Prezydenta Trzaskowskiego zmuszono do podpisania deklaracji LGBT+
– przekonuje na Twitterze Piotr Guział.
Były burmistrz Ursynowa, który wspierał w kampanii prezydenckiej w Warszawie Patryka Jakiego odniósł się do wpisu rzecznika prezydenta stolicy.
Kamil Dąbrowa pisał o próbie zastraszania ze strony Prawa i Sprawiedliwości.
Kaczyński nie toleruje „głosu wolności wolność ubezpieczającego” a tak dzisiaj można odczytywać deklarację LGBT+podpisaną w Warszawie przez prezydenta Trzaskowskiego. Godność, tolerancja i otwartość to tylko teoretyczne pojęcia dla Prawa i Sprawiedliwości. Nie dajmy się zastraszyć
– czytamy we wpisie Dąbrowy.
Zdaniem Guziała, Trzaskowski został zmuszony do podpisania deklaracji LGBT+.
Żąda się umowy na piśmie, gdy brak jest zaufania. Prezydenta Trzaskowskiego zmuszono do podpisania deklaracji LGBT+ bo to środowisko mu po prostu nie wierzy. Jakoś Robert Biedroń jako prezydent, czy inni progresywni włodarze, nie byli zmuszani do takich gestów. Bo byli wiarygodni.
Guział pisał też o sprawie klubów sportowych dla „skupiających osoby LGBT+”.

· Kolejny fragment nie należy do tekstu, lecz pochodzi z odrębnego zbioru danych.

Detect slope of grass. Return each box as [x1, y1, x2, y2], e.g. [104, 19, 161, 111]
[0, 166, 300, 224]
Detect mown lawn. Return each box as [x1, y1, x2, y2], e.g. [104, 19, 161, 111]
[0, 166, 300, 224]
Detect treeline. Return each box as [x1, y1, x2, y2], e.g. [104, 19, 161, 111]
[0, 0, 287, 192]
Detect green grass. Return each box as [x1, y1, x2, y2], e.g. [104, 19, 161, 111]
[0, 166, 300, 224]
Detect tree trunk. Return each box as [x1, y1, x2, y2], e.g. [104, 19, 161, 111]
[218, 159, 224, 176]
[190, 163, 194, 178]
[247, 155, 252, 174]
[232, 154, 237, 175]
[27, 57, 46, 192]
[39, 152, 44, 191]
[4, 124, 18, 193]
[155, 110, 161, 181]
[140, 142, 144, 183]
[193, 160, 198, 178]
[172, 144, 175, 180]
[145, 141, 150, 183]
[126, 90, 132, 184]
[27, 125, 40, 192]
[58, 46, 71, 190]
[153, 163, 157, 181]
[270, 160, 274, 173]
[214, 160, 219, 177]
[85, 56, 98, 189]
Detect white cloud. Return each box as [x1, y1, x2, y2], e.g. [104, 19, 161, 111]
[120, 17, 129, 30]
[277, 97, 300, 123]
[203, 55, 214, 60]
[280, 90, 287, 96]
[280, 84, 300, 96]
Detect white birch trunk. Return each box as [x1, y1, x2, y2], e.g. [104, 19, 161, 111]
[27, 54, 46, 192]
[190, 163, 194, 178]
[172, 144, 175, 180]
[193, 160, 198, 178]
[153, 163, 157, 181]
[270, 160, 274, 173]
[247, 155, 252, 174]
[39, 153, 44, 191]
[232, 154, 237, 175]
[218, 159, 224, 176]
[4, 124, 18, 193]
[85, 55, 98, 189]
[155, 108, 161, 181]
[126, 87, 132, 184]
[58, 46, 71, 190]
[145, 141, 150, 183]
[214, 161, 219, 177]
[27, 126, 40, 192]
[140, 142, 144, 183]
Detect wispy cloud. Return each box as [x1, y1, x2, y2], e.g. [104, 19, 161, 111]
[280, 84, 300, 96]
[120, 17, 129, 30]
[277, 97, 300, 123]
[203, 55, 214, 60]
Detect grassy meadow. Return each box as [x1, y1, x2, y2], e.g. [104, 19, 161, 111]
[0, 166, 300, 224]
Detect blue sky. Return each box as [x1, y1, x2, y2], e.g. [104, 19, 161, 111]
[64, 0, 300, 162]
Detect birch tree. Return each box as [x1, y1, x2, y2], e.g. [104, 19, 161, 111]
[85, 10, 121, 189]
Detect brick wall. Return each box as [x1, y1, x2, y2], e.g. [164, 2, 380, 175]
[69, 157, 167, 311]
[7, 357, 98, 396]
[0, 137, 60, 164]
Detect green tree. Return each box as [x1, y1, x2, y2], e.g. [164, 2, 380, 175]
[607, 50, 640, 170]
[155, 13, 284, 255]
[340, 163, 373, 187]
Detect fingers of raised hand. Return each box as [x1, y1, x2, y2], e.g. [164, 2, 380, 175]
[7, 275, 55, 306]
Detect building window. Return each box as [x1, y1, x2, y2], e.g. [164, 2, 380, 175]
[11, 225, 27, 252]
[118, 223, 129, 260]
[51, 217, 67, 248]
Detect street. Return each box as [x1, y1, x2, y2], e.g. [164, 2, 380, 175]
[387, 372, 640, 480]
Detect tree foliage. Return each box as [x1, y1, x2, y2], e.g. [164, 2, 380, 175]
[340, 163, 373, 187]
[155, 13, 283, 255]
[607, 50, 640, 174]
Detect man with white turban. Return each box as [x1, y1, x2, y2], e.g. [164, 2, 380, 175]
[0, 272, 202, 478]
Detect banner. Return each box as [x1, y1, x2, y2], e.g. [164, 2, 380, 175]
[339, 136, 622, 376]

Wynajęcie komunalnego boiska szkolnego, czy sali gimnastycznej nigdy nie zależało od preferencji seksualnych wynajmujących. Podobnie system dotacyjny dla klubów sportowych odnosił się do liczebności uczestników i poziomu rozgrywek, ale nigdy do preferencji seksualnych.